668.2009年3月12日(木) 映画「シリアの花嫁」鑑賞

 前から見たいと思っていた映画「シリアの花嫁」が岩波ホールで上映されている。今日飯田ゼミの佐藤博信さんから先日寄稿した吉祥寺雑学大学機関紙の原稿について相談したいとのことだったので、朝渋谷で会い話を聞いた。当初A4判4枚の条件だったが、私が提出したのは図解を入れると5枚だったので、1枚削除出来ないか、できれば図解を外してほしいとの話だった。ただ、図解を外すとテーマがまったく面白くなくなり、アピール度が弱くなるので、ここは本文を4枚から3枚に減らすということで折り合った。

 その後「シリアの花嫁」を観たが、中々シリアスな映画である。フランス、ドイツ、イスラエル3ヵ国の合作映画だが、舞台設定がゴラン高原のある村の結婚式に絡んだストーリーで、家族、友人、警察、出入国管理官らのやりとりがほとんどで、部分的にはユーモアもあるが、終始重苦しい雰囲気の映画である。
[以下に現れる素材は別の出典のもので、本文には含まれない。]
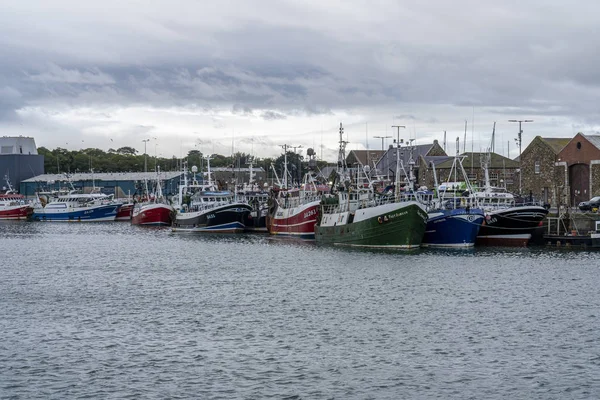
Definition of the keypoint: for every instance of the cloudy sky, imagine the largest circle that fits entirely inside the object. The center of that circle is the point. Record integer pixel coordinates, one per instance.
(205, 74)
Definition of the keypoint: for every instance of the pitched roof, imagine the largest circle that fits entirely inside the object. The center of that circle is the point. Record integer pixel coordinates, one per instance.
(593, 139)
(497, 161)
(557, 144)
(436, 160)
(361, 155)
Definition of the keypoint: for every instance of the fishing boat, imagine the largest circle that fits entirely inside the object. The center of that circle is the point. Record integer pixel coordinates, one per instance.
(76, 207)
(506, 223)
(154, 210)
(293, 212)
(14, 206)
(258, 199)
(355, 215)
(124, 213)
(203, 208)
(453, 220)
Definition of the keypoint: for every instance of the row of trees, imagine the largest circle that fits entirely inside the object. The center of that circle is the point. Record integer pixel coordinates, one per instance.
(127, 159)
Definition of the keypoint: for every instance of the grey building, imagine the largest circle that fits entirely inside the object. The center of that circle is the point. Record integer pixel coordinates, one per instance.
(19, 160)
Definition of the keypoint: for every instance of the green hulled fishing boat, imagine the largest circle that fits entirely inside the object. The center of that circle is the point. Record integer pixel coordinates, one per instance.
(389, 224)
(355, 215)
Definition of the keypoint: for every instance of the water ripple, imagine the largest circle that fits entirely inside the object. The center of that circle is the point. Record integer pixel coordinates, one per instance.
(115, 311)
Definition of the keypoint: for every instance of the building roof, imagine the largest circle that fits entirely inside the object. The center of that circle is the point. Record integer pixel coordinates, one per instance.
(497, 161)
(361, 155)
(108, 176)
(557, 144)
(593, 139)
(436, 160)
(17, 145)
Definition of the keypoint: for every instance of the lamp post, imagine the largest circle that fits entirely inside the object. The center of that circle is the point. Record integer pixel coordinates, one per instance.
(519, 141)
(145, 156)
(382, 139)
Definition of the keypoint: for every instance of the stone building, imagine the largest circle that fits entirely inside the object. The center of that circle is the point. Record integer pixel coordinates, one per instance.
(363, 157)
(501, 170)
(538, 168)
(19, 160)
(577, 169)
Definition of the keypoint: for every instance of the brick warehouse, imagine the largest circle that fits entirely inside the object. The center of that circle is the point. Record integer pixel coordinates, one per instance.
(578, 168)
(539, 169)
 実際どれだけの日本人が、第3次中東戦争後にイスラエルに占領されたシリアのゴラン高原について知っているだろうか。ちょうどこの戦争直後にレバノンとヨルダンを訪れ、アラブとイスラエルの敵対関係を目の当たりにしただけに、ひと際関心が高い。不倶戴天の敵である、イスラエルとアラブの微妙な空気が流れる現場の雰囲気を理解するのは中々難しい。デモ行進とそれを阻止しょうと動く警察。イスラム少数派・ドゥルーズ派の花嫁、ヒロイン・モナはイスラエル占領地に住んでいるので、無国籍である。そのモナがゴラン高原の部落からシリアへ嫁いでいく中で、政治運動に関わった頑固な父、自分を理解してくれるが夫と不仲の姉、ロシア人医師と結婚した弁護士の兄、遊び人で商売人の兄らが、それぞれ故郷の実家で個人的事情とモナへの愛情を画面に映し出す。モナは会ったこともない映画スターの婚約者の許へ境界を越えて嫁いでいく。シリア側出入国管理の無理難題に翻弄される。最後に出た、モナの「もう2度と帰れない。でも私はこの境界を越える」とのテロップが重いメッセージを伝える。